The influence of culturally rooted health beliefs on women’s health seeking behavior is also reflected in women’s extensive use of herbal remedies as an alternative to professional care. Other authors also reported similar findings in a previous study among female university students in the WB [
56], confirming a pattern which appears to be common both in many other low and middle income countries and among certain ethnic groups in high income countries [
57‐
59]. The co-existence of folk [home], traditional, and modern medicine is actually a well-documented phenomena across the world and does by no means appear surprising [
60]. This utilization pattern, however, raises important questions when considered in relation to the overall affordability of formal health services, including both direct monetary costs and time costs of consuming care. Similarly to what observed in other settings [
58,
61], women’s use of informal care in fact, was not motivated by mere preference, but more importantly by overall considerations on the accessibility of formal health care services. Furthermore, women’s use of informal care, including both over the counter and traditional drugs, raises important concerns on treatment efficacy, potential herb-drug and drug-drug interactions, and the development of resistance [
62‐
66]. Health policy makers should be aware of the complexity of women’s utilization patterns and address the issue with effective health education interventions, aimed at informing, if not reducing, the use of informal care.

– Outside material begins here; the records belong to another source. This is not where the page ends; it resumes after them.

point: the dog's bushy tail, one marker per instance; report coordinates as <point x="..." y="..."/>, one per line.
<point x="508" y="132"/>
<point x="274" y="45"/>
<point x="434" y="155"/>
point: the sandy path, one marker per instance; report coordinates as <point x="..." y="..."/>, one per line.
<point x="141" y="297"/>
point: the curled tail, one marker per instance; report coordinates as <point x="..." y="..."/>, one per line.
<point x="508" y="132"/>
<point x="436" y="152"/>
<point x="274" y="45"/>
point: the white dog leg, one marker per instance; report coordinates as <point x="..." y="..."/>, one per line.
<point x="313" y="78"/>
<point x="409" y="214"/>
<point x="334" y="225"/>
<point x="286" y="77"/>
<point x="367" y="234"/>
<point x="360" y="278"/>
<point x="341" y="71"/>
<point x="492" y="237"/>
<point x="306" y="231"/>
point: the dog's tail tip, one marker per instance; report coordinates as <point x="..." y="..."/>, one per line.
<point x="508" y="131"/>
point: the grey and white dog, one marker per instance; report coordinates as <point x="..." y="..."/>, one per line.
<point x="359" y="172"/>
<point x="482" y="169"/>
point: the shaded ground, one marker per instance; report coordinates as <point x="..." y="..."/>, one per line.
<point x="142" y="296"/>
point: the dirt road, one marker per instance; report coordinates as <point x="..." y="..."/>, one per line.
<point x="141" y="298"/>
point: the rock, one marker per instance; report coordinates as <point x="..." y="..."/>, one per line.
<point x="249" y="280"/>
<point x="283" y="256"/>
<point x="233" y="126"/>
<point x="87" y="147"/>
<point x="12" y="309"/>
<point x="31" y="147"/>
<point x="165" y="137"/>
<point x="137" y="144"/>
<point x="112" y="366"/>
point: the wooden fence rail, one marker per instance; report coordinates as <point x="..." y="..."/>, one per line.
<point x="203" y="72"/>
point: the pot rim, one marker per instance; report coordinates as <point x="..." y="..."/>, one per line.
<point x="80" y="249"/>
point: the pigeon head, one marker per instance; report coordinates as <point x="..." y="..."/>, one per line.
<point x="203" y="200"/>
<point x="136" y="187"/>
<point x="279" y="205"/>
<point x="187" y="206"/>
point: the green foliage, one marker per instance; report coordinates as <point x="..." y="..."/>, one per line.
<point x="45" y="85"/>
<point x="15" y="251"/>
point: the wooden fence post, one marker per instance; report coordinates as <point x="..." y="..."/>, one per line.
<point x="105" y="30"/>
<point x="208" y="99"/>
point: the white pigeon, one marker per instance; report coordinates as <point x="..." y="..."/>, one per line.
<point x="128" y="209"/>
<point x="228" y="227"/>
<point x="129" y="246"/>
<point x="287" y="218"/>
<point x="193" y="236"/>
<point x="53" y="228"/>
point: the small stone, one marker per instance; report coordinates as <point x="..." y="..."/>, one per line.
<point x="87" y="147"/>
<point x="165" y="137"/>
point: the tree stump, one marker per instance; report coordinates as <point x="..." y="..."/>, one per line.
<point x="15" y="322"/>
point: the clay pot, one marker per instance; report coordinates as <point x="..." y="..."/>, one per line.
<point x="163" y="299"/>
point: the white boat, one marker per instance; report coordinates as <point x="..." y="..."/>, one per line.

Women also cited poor quality of care as the primary reason not to prefer governmental health services above private ones in spite of their lower price. Women’s willingness to pay for better quality at private facilities corroborates existing evidence on the poor quality of health care services at public facilities in the oPt, especially maternal care services [
2,
5,
67,
68] and reflects findings from other settings [
69‐
72]. However, while women in our study were primarily concerned with process indicators of health service delivery, such as waiting times and providers’ attitudes, previous research had focused on the assessment on system inputs, primarily the existence of an insufficient and poorly trained health workforce to meet the countries needs [
73].
Jointly assessing evidence from our study and from previous studies [
74,
75] suggests that investments in quality are likely to result in increased health service utilization and possibly in a shift from private to public providers. Similar to the experience of other middle income countries [
34,
76‐
79], public-private partnerships could also contribute to improve access to quality care. Such partnerships can probably be developed effectively only in a context of improved risk-pooling across the population [
4], expanding current health insurance coverage on all three dimensions [i.e. number of people covered, proportion of costs covered, and number of services covered] indicated in the recent World Health Report [
80]. Women’s use of services upon the payment of fees testifies the existence of a certain ability to pay which could be better capitalized if channeled toward fostering the expansion of insurance coverage.